NON-EU secondary school students whose parents are residing in Ireland on student visas are being removed from schools they are currently attending and told they must enrol in fee-paying schools if they wish to get an education here, the Sunday Tribune has learned.
Several school principals in Dublin's inner-city have been contacted by the Garda National Immigration Bureau (GNIB) in the last six months and told that some of their students will have to cease attending immediately, regardless of what stage they are at in their education. The Sunday Tribune has learned of two students who have had to return to their homes in Mauritius, while several other students have transferred to private schools.
"It is a devastating situation for the students involved who are being told without any notice that they must leave the school, " said Gerry Cullen, principal of Mount Carmel Secondary School in Dublin.
Three Mauritian students at Mount Carmel were informed last May that they would have to leave immediately, even though one student was due to sit her Junior Certificate the following month. When the school appealed, she was allowed to sit her exams, but since then two of the students have returned home, while another has moved to a fee-paying school.
"All schools receive funding from the Department of Education, including fee-paying ones, and yet these students are being told that because their parents are supposedly not contributing to the state, they are not entitled to a free education, " said Ken Duggan of CBS Westland Row, who is fighting to retain a secondyear student who has been told he must leave the school.

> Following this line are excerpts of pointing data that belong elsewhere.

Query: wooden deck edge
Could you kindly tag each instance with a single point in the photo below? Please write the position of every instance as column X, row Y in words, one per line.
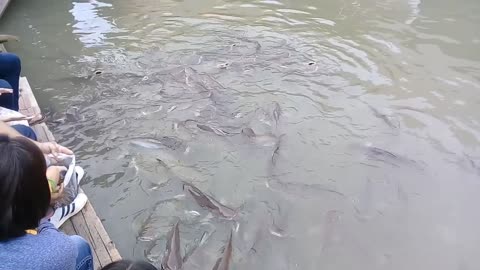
column 3, row 6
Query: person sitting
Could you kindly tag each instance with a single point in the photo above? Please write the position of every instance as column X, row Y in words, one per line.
column 10, row 68
column 129, row 265
column 46, row 147
column 27, row 239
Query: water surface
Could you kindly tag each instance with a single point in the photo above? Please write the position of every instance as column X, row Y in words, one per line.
column 372, row 162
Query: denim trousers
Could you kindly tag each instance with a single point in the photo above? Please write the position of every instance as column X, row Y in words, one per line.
column 84, row 257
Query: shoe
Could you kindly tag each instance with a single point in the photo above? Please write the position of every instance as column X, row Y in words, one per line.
column 65, row 212
column 80, row 173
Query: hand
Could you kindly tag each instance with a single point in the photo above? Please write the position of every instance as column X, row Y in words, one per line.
column 53, row 174
column 53, row 148
column 5, row 91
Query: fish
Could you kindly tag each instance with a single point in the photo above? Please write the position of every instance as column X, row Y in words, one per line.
column 248, row 132
column 265, row 139
column 147, row 143
column 217, row 131
column 205, row 236
column 207, row 201
column 172, row 259
column 277, row 112
column 223, row 263
column 331, row 224
column 276, row 150
column 7, row 38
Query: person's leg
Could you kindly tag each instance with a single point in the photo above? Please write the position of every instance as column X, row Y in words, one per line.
column 25, row 131
column 10, row 71
column 6, row 100
column 84, row 257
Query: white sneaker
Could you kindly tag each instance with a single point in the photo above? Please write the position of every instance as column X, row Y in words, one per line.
column 80, row 173
column 65, row 212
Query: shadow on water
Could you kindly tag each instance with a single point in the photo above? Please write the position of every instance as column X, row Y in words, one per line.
column 332, row 129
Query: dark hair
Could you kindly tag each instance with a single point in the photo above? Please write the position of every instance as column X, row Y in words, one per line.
column 24, row 191
column 129, row 265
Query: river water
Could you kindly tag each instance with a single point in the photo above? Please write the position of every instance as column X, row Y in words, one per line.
column 366, row 114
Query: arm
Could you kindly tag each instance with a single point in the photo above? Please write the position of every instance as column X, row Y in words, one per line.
column 46, row 147
column 7, row 130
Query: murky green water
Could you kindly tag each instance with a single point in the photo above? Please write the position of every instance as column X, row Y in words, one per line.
column 373, row 163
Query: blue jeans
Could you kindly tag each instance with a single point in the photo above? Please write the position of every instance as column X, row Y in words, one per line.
column 10, row 71
column 25, row 131
column 84, row 257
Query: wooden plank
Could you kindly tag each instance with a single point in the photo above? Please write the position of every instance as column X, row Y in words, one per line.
column 80, row 225
column 100, row 248
column 99, row 231
column 86, row 223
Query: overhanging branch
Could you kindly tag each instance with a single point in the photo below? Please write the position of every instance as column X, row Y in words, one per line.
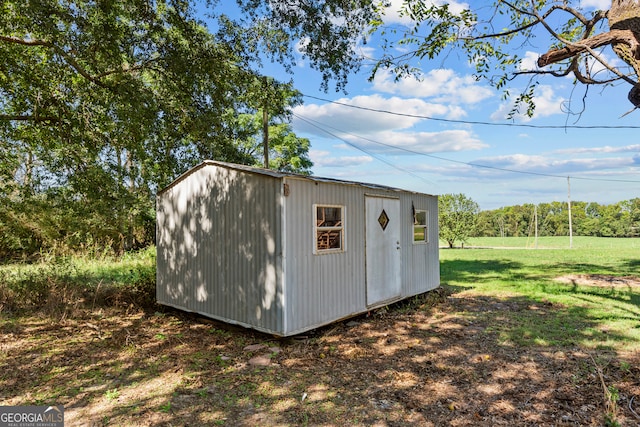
column 599, row 40
column 28, row 118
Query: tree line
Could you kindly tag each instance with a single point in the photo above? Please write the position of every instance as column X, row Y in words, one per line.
column 621, row 219
column 104, row 102
column 460, row 218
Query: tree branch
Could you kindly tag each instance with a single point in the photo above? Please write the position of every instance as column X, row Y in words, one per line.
column 26, row 118
column 74, row 63
column 599, row 40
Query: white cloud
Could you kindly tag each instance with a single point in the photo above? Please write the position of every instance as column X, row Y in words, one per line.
column 556, row 166
column 378, row 131
column 595, row 4
column 530, row 61
column 635, row 148
column 322, row 158
column 403, row 143
column 443, row 85
column 547, row 104
column 392, row 13
column 364, row 120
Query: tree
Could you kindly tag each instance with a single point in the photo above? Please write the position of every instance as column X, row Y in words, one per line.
column 103, row 103
column 287, row 152
column 492, row 38
column 457, row 217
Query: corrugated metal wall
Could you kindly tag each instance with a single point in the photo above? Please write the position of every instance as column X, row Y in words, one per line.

A spokeswoman for the Department of Education said under the Equal Status Act, all students are admitted to schools irrespective of their status. A spokeswoman for the Department of Justice said where non-EU adults come here as students, their dependants must not be a cost to the state. "Clearly, enrolling a child in a state school would contravene this principle, " she said.
Fine Gael education spokesman Brian Hayes told the Sunday Tribune he would be raising the issue with the Minister for Justice.
"This is a pretty heartless position, where students are being removed from their school environment and in some cases their families, " he said. "There needs to be a unit within the Department of Education which is dedicated to the whole issue of integration policy."